瘴気に沈んだ女性の胸が、かすかに上下する――その瞬間だった。

森の奥から、乾いた枝を踏み砕くような音が響く。

ぴしり、と空気が張り詰めた。


「……っ、今の音……」


フィオナが顔を上げたとき、大気を震わせる咆哮が森じゅうに響き渡った。

獣の咆哮。だが、ただの動物のものではない。

瘴気と血の臭いをまとったそれは、聞いた瞬間に背筋が凍るほどの恐怖を呼び起こす。

木々がざわめき、鳥たちが一斉に飛び立った。

地を這うような足音が、こちらへ近づいてくる。


「来る……!」


カイルが立ち上がり、剣を抜いた。

その周囲に、風が集まり始める。

そして現れたのは、黒く濁った毛並みの巨大な狼。

膨れ上がった胸、泡を吹く口元、赤黒く濁った目。

胴体には何本もの矢が突き刺さっているのに、痛みすら感じていないようだ。


「……あれが、魔物……!?」


フィオナが息を呑む。


目の前の存在が生き物ではなく、呪われた何かだと、直感で理解してしまうほどの異様さだった。

けれど、カイルは一歩前に出て、静かに目を細めた。


(完全に瘴化してるな……やるしかねぇ)


騎士団の見習いとして、何度も魔物の現場に立ち会ってきた。

低位とはいえ、自ら剣を振るって倒したこともある。

それでも――この個体の気配は桁違いだった。

魔物が咆哮とともに突進してくる。

光魔法を放っていたフィオナを狙って。


「行かせるかよっ!」


カイルは剣を振り上げ、詠唱を口にする。


「風よ、鋭き刃となれ。我が意に従い、空を裂け。一閃せよ――《風刃ふうじん》!」


詠唱と同時に、空間が震えた。


彼の前方に生まれた風の渦が、一瞬にして鋭利な刃と化し――

斜めに走るようにして、魔物の横腹を斬り裂いた。

ズバン、と鈍い音。黒い体毛が千切れ、汚れた液体が飛び散る。

だが――怯まない。痛覚すらないのか、魔物はそのまま尾を振るった。


「――っ!」


咄嗟に風を蹴るようにして後方へ跳ねた。

地面を滑るように距離を取り、魔物の尾がすれすれで空を裂く。

重たい尾が地を叩き、爆音とともに砂埃が舞った。


(やばい……これ、上位に近い)


カイルの背中に汗が流れる。

後ろを見れば、フィオナの額には汗が滲み、肩が上下していた。

息も荒く、光魔法の使いすぎか――膝をついたまま、今にも崩れそうに見える。


(フィオナがあんな状態で頑張ってるのに……俺が下がってどうする!)


剣を握り直し、もう一度詠唱に入る。


「風よ、鋭き刃となれ。

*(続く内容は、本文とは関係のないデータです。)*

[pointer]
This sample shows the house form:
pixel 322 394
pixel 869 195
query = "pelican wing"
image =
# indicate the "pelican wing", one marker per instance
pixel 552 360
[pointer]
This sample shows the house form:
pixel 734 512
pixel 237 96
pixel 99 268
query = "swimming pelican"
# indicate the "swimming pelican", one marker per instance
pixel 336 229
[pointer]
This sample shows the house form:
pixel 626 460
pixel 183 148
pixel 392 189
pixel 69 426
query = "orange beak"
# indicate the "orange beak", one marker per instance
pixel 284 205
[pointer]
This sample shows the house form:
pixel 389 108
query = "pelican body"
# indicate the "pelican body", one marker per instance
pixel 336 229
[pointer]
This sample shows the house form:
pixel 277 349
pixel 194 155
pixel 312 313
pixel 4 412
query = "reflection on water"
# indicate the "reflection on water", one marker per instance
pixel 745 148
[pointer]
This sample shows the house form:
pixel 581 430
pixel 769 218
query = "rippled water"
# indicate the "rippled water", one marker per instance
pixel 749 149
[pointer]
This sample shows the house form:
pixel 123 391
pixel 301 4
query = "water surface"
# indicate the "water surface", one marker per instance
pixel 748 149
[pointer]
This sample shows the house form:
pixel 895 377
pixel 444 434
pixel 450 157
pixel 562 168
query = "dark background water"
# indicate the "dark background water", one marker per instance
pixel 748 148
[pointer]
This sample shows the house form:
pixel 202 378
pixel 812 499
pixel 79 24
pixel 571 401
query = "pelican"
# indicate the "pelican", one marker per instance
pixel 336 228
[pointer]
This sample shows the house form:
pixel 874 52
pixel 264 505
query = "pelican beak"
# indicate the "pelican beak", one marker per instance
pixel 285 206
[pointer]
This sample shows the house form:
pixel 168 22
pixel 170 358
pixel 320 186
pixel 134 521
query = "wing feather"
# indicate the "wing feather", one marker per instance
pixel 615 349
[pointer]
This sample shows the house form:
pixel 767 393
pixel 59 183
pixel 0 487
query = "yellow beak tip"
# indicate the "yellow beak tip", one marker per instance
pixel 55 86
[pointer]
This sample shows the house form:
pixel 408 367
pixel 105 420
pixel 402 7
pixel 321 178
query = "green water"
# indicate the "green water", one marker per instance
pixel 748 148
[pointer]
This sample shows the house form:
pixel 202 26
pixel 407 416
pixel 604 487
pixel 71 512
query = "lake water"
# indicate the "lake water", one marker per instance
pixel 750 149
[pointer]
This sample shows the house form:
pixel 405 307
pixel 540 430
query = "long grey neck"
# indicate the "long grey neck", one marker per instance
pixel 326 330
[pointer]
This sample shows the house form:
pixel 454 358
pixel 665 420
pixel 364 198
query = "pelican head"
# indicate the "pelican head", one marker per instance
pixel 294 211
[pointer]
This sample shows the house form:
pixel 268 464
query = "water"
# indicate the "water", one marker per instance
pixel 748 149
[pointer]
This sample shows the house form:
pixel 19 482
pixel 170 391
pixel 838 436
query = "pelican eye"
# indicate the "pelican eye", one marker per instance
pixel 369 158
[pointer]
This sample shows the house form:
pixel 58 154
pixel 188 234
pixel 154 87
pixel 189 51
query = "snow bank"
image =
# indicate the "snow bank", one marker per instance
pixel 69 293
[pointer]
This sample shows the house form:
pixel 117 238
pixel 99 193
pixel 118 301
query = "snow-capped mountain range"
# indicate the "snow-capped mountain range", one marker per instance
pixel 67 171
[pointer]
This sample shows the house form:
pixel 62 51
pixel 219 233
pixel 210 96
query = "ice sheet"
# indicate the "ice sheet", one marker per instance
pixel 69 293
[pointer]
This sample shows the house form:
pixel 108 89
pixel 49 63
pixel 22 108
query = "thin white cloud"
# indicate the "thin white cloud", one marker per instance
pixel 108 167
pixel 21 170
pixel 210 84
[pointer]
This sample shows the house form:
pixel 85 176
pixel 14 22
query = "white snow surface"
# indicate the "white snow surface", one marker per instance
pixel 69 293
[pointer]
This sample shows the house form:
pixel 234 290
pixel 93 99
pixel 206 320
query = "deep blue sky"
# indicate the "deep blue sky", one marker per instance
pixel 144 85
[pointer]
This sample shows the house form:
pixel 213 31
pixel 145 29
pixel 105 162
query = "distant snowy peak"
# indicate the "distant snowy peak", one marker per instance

我が意に従い、空を裂け。一閃せよ――《風刃》!」


二度目の風刃が生まれ、空気を裂いて魔物の背を切り裂く。

今度は深い傷。魔物が唸り、僅かに体勢を崩す。


「――よし!」


その時だった。


魔物の動きが、ほんの一瞬止まった――かに見えたが。


「……っ!うそ……だろ……」


魔物の視線が変わる。


赤黒く濁った目が、フィオナを捉えた。


地を蹴った。


まるで矢のように、怒涛の速さで一直線に突進してくる。


「フィオナ――逃げろッ!」


カイルは即座に駆け出した。けれど――


(速い……っ、間に合わない!?)


風を纏っても追いつけない。


距離があった。十数メートル。それだけなのに――届かない。


焦りが喉を焼く。


胸が締めつけられる。


このままじゃ、間に合わない。


フィオナが、やられる――!


迫る魔物に、フィオナは動けなかった。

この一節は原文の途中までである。